Although a ceasefire in Eastern Ukraine has led to a significant decrease in civilian casualties, the overall situation remains fragile unless progress is made on the security and political fronts, the UN’s political affairs chief told the Security Council on Thursday. Under-Secretary-General Rosemary DiCarlo briefed ambassadors who met virtually to mark the fifth anniversary of a deal to end fighting between Ukraine Government forces and mostly pro-Russian separatists, known as the Minsk II agreement.
The ceasefire that came into force last July resulted from a summit held in December 2019 between France, Germany, Russia and Ukraine, and was welcomed by the UN Secretary-General who had earlier appealed for a global ceasefire during the COVID-19 pandemic. Ms. DiCarlo described the truce as a welcome development, together with the release and exchange of detainees, but said challenges remain, including in delivering aid amid the pandemic.

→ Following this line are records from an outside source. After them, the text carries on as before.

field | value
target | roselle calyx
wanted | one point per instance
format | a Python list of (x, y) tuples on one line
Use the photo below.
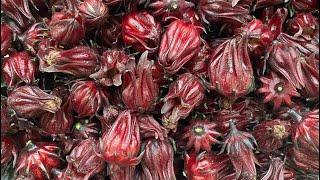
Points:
[(19, 11), (265, 3), (112, 66), (297, 64), (33, 36), (157, 161), (140, 30), (170, 8), (213, 11), (38, 159), (9, 151), (277, 21), (150, 128), (230, 70), (120, 145), (184, 95), (86, 98), (18, 68), (140, 88), (305, 5), (179, 44), (241, 112), (200, 134), (122, 173), (85, 158), (79, 61), (206, 165), (30, 102), (95, 12), (305, 136), (57, 123), (67, 28), (259, 37), (240, 146), (304, 24), (276, 170), (270, 135), (277, 90), (6, 38)]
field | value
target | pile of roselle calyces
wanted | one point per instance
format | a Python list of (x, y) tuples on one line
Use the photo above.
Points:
[(159, 89)]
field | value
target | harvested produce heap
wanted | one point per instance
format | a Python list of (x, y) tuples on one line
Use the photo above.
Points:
[(159, 89)]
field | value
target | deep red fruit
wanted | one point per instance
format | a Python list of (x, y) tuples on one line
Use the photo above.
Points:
[(9, 151), (239, 146), (270, 135), (87, 98), (305, 46), (206, 166), (276, 170), (157, 161), (214, 11), (31, 102), (265, 3), (6, 117), (140, 88), (121, 144), (179, 44), (18, 10), (140, 30), (57, 123), (6, 38), (67, 28), (304, 24), (85, 159), (230, 70), (112, 65), (242, 113), (18, 68), (169, 8), (200, 134), (305, 5), (277, 90), (95, 12), (305, 135), (284, 59), (79, 61), (38, 159), (150, 128), (69, 173), (123, 173), (110, 33), (33, 36), (198, 65), (184, 95), (276, 22), (260, 37), (85, 129)]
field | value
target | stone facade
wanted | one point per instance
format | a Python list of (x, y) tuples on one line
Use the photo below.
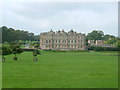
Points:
[(99, 43), (62, 40)]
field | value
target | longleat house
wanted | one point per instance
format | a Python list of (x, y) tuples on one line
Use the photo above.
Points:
[(62, 40)]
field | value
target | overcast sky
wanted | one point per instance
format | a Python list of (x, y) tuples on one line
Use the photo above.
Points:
[(82, 17)]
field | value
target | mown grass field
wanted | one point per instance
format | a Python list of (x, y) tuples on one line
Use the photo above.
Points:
[(61, 70)]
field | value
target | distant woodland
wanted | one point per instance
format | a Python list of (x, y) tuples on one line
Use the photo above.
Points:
[(10, 34)]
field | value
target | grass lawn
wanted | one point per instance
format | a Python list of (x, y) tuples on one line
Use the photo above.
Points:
[(61, 70)]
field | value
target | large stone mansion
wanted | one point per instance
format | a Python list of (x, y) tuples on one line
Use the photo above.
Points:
[(62, 40)]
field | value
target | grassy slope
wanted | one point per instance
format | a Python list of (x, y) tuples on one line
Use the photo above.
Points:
[(61, 70)]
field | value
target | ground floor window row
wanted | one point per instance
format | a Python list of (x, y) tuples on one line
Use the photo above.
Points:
[(63, 46), (63, 41)]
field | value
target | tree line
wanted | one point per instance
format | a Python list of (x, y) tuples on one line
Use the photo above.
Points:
[(10, 34)]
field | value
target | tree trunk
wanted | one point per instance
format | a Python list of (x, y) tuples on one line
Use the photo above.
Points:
[(3, 59), (15, 58), (35, 59)]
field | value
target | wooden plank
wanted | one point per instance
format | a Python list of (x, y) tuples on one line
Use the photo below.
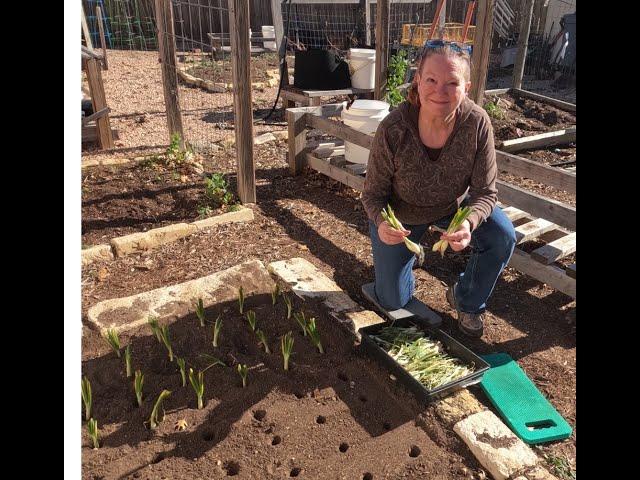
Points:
[(547, 139), (481, 49), (85, 29), (95, 115), (537, 205), (340, 130), (276, 15), (539, 172), (99, 102), (103, 43), (523, 39), (497, 91), (555, 250), (343, 176), (569, 107), (514, 213), (550, 274), (89, 133), (533, 229), (367, 21), (240, 63), (382, 47), (167, 52)]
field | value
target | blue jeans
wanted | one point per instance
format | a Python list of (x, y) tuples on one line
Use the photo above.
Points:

While violations have reduced since the ceasefire, adherence has weakened over time, according to Halit Cevik of the Organization for Security and Cooperation in Europe (OSCE), which has a Special Monitoring Mission to Ukraine. The parties had also agreed to open two new checkpoints along the contact line by last November. The move would have facilitated aid delivery to people who had been relatively isolated, said Heidi Grau, Special Representative of the OSCE Chairperson-in- Office.
Humanitarian access remains a significant challenge in Eastern Ukraine, where more than 3.4 million civilians, mainly women and elderly persons, still require sustained assistance. The pandemic has only worsened the situation, with freedom of movement across the contact line further restricted. Ms. DiCarlo stressed the need for action on both sides.